What about define a marco with the above mask, and avoid the local
variable declaration and brackets??!

Thanks!

Paolo
Pavel Tikhomirov July 30, 2021, 2:21 p.m. UTC | #2
On 30.07.2021 16:13, Paolo Abeni wrote:
> On Fri, 2021-07-30 at 13:54 +0300, Pavel Tikhomirov wrote:
>> SOCK_SNDBUF_LOCK and SOCK_RCVBUF_LOCK flags disable automatic socket
>> buffers adjustment done by kernel (see tcp_fixup_rcvbuf() and
>> tcp_sndbuf_expand()). If we've just created a new socket this adjustment
>> is enabled on it, but if one changes the socket buffer size by
>> setsockopt(SO_{SND,RCV}BUF*) it becomes disabled.
>>
>> CRIU needs to call setsockopt(SO_{SND,RCV}BUF*) on each socket on
>> restore as it first needs to increase buffer sizes for packet queues
>> restore and second it needs to restore back original buffer sizes.

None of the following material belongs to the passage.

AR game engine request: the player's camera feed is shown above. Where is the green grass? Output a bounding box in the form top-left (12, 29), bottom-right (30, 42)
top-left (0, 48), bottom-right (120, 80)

So
>> after CRIU restore all sockets become non-auto-adjustable, which can
>> decrease network performance of restored applications significantly.
> 
> I'm wondering if you could just tune tcp_rmem instead?

It would not help with the lack of information about if a socket is in 
auto-adjusted mode or not.

Though, yes in some part it helps. We can set tcp_rmem[1] before 
creating each socket to the buffer size we want for this socket. This 
way we would leave all sockets in autoadjusted state.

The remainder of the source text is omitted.